One year after a St. Paul officer fatally shot 65-year-old Yia Xiong, his family awaits a charging decision

One year and a day since a St. Paul police officer fatally shot a 65-year-old man, his family said Monday they’re still waiting for a decision from prosecutors on whether to charge the officer.

“We used to wake up every day believing that surely today will be the day that the county attorney will announce charges against the officers,” said Yia Xiong’s daughter-in-law Cindy Lor. “But over 365 of these days have passed and we don’t know if that day will ever come anymore. Instead we find ourselves asking, ‘Why? Why doesn’t my father’s life matter?'”

A Pioneer Press review found this is the longest time for a charging decision in a fatal officer-involved shooting since at least 2016 in Ramsey County, based on a look at 10 previous cases investigated by the Minnesota Bureau of Criminal Apprehension and decided by Ramsey County Attorney John Choi.

Ramsey County Attorney’s Office spokesman Dennis Gerhardstein said each use of deadly force case “is unique for many reasons, including, but not limited to, the circumstances surrounding the incident and the often-voluminous amounts of investigative data presented to our office for review.

“While we always conduct our reviews as expeditiously as possible, we will never forsake thoroughness in favor of a rushed decision,” he said in a Monday statement. “I know that view is shared by our justice partners at the Minnesota Attorney General’s Office, who are also reviewing the case with us.”

BCA says he held knife

On Feb. 11, 2023, at 4:55 p.m., police responded to the Winslow Commons apartment building on the 100 block of South Western Avenue near West Seventh Street after receiving 911 calls. One caller reported they were having a birthday party for their daughter at the building and a man “with a machete … keeps coming in and out” of a community room where the party was, according to a 911 transcript.

Another caller reported all her grandchildren were in the community room, the man was “handing them money and they wouldn’t take it.”

Snowdon Herr, Justice for Yia Xiong Coalition chairperson, has said it’s part of their culture for elders to give money to children.

One of the callers told a 911 operator that her husband was armed, but had put his weapon down.

“We’ll never know if this (was) why Yia Xiong equipped himself with a knife to protect himself,” Herr said in April. “We don’t get to hear Yia’s story.”

Officers told Xiong to drop a knife, but he didn’t respond and turned to unlock his apartment door, according to the BCA. Xiong went inside his apartment and the door began to close.

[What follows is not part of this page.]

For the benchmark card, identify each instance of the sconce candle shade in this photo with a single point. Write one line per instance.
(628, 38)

“The officers kicked the door to stop it from fully shutting and ordered him to come out,” the BCA said in a statement at the time. “They then backed away from the door and down the short hallway. Xiong opened the door and stepped into the hallway, knife still in-hand.”

The BCA said Xiong was holding a 16-inch knife when St. Paul officer Abdirahman Dahir shot him with a rifle and officer Noushue Cha deployed a Taser. Xiong died from multiple gunshot wounds. The officers’ body cameras were on.

Xiong was a disabled Hmong veteran “who saved American lives” during the Vietnam War, Lor said. He was deaf in one ear from the war and didn’t speak English, she and Herr said.

The Justice for Yia Xiong Coalition has called for both Dahir and Cha, who remain St. Paul officers, to be fired and criminally charged.

‘Justice delayed’

Xiong’s family and members of the justice coalition held signs at a Monday press conference with the words “months with no justice” beneath the updated number: “12.”

“In this case, justice delayed truly is justice denied,” said Michelle Gross, Communities United Against Police Brutality president. “There’s no excuse for this lengthy delay and making this family wait anxiously for an answer.”

Lor said her world came crashing down a year ago, when she received a call “that the very people who we’re taught to trust, the police, shot and killed” Xiong.

“He was our dad,” Lor said. “He was my kids’ loving grandpa.”

Lor said she hopes Xiong’s memory “serves as a reminder of the urgency for change, a change that ensures no other family has to endure the pain, sadness and heartache that have became our constant companion since that day.”

A look at past cases

The Ramsey County attorney’s office announced in May that the BCA had formally presented its investigative file for prosecutorial review. The county attorney’s office also said at the time it has “a nationally recognized officer use of force expert to assist in the review of the evidence.”

In 2016, the Ramsey County attorney’s office began reviewing shootings by officers resulting in a death, rather than the past practice of presenting cases to a grand jury for a charging decision. In 10 cases since then, the average time between the date of a shooting and a charging decision by Choi was just over seven months, a Pioneer Press review found.

The previous longest time was 11 months when a Ramsey County sheriff’s deputy shot Darren Jahnke in Vadnais Heights in April 2017 after authorities said the 47-year-old disarmed another deputy.

The shortest time was 48 days, after an investigation determined William James Hughes, 43, pointed a gun at St. Paul officers, who shot him in St. Paul in August 2018. Choi found officers in the Hughes and Jahnke cases to be legally justified.